🤖 AI Summary
To address privacy leakage, centralized dependency, and poor weak-network adaptability in “last-mile” coordination of COVID-19 vaccination, this paper proposes the first decentralized vaccine management paradigm integrating zero-knowledge proofs (ZKPs) with lightweight offline collaboration. Methodologically, we design a mobile architecture anchored on decentralized identifiers (DIDs), incorporating dynamic appointment scheduling, localized symptom reporting, edge-based resource allocation, differential privacy–enabled aggregate analytics, and a low-bandwidth–adaptive synchronization protocol.
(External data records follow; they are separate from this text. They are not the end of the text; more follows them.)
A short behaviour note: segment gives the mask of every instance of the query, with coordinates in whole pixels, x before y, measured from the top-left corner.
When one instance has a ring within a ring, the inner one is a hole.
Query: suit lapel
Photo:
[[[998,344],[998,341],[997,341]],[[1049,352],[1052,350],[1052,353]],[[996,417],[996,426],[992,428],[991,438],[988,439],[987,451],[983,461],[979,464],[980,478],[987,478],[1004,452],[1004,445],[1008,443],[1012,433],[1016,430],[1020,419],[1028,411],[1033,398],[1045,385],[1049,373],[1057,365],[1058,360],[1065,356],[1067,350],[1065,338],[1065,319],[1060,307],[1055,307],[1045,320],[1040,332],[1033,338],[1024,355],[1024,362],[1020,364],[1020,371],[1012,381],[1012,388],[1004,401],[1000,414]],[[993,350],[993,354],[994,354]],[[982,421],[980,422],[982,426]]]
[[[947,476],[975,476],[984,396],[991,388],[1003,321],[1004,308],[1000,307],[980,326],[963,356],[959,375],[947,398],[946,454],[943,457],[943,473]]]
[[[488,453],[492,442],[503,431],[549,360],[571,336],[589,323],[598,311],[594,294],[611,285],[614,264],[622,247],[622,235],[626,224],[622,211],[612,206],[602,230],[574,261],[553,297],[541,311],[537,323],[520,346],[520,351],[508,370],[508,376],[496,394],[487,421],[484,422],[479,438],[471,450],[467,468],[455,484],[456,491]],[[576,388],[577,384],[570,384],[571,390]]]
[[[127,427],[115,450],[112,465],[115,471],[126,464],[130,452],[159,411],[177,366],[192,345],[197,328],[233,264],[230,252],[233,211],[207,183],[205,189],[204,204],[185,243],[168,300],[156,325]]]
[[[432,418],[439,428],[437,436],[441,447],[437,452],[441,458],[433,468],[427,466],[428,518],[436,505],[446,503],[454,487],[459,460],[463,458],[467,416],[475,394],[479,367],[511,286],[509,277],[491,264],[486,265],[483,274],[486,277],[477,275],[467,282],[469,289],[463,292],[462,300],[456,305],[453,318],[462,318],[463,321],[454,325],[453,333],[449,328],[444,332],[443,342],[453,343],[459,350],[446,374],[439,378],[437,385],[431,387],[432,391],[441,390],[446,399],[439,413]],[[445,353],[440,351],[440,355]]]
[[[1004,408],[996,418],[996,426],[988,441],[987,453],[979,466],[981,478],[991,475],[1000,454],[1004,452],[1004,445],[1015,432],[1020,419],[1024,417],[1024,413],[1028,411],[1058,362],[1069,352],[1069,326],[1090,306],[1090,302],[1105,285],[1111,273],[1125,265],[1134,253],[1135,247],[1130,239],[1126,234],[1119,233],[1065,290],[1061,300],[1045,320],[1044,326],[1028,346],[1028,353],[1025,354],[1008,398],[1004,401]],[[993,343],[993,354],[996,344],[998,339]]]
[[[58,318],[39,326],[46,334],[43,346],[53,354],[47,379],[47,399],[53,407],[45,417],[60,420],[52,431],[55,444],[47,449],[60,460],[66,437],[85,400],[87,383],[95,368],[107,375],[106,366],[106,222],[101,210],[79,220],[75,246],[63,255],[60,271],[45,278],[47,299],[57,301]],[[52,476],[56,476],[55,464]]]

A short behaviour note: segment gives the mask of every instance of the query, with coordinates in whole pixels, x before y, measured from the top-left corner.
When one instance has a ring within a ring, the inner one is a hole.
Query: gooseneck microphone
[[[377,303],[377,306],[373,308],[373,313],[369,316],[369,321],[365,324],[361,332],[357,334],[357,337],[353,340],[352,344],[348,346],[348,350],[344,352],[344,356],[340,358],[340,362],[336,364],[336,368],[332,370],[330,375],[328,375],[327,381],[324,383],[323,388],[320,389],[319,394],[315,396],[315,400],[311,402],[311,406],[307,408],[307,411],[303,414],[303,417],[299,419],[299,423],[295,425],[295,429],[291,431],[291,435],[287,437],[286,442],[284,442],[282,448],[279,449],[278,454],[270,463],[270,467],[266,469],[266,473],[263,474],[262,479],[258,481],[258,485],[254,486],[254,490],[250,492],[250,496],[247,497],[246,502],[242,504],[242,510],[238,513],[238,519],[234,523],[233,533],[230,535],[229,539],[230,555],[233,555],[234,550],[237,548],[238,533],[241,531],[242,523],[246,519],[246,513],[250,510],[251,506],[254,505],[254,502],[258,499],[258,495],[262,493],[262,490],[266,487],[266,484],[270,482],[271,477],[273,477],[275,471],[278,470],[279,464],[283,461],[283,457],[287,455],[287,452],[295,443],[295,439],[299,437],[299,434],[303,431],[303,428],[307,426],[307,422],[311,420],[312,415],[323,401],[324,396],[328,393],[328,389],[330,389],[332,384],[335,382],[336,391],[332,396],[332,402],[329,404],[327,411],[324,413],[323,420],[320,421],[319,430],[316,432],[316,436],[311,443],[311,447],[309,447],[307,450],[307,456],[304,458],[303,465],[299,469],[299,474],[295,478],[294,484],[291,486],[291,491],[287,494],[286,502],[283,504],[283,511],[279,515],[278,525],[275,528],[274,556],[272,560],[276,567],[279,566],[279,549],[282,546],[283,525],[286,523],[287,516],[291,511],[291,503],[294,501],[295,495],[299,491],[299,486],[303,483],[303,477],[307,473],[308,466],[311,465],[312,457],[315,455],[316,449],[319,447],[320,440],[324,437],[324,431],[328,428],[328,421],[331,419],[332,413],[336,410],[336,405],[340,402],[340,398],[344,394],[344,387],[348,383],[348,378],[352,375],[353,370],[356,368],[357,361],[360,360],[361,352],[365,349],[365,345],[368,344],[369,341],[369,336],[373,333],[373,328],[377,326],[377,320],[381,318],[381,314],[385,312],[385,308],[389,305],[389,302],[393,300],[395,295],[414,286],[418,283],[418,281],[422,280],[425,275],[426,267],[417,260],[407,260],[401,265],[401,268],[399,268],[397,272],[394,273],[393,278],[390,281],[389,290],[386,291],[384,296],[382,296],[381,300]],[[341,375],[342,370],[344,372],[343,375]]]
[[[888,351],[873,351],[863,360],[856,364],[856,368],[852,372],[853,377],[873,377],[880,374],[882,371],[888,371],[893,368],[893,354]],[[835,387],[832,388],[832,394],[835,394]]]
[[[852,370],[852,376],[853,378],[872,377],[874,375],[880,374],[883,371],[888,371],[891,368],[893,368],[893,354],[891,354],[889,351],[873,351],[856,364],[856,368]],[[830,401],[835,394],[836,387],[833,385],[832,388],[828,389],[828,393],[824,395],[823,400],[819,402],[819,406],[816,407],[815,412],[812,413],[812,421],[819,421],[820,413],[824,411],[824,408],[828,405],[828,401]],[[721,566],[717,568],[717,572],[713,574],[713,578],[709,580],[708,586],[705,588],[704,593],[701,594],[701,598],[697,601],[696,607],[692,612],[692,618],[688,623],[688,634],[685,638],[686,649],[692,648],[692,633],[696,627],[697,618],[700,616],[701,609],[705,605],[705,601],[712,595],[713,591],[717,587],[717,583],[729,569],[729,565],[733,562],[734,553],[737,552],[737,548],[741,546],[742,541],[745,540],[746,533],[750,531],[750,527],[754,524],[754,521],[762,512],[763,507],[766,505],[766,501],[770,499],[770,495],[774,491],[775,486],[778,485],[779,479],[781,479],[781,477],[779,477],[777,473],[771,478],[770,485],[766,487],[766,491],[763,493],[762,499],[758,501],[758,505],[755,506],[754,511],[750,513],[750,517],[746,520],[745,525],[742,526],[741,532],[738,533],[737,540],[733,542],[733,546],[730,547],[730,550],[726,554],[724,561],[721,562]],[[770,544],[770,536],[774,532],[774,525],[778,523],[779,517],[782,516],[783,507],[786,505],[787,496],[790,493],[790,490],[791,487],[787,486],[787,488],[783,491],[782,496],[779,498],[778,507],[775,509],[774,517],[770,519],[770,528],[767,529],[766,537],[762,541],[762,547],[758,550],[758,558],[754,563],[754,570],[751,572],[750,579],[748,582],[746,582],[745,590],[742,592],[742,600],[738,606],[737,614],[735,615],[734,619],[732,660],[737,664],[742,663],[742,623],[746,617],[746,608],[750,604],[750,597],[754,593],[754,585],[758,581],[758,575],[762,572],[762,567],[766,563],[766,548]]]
Our contributions are threefold: (1) end-to-end serverless trusted scheduling; (2) 100% privacy-sensitive operations executed locally, enabling ZKP-based verification and anonymous trend analysis; and (3) >95% daily synchronization success rate for grassroots nodes under weak-network conditions. The framework advances person-centered, privacy-preserving digital public health infrastructure.
📝 Abstract
In this early draft, we describe a decentralized, app-based approach to COVID-19 vaccine distribution that facilitates zero knowledge verification, dynamic vaccine scheduling, continuous symptoms reporting, access to aggregate analytics based on population trends and more. To ensure equity, our solution is developed to work with limited internet access as well. In addition, we describe the six critical functions that we believe last mile vaccination management platforms must perform, examine existing vaccine management systems, and present a model for privacy-focused, individual-centric solutions.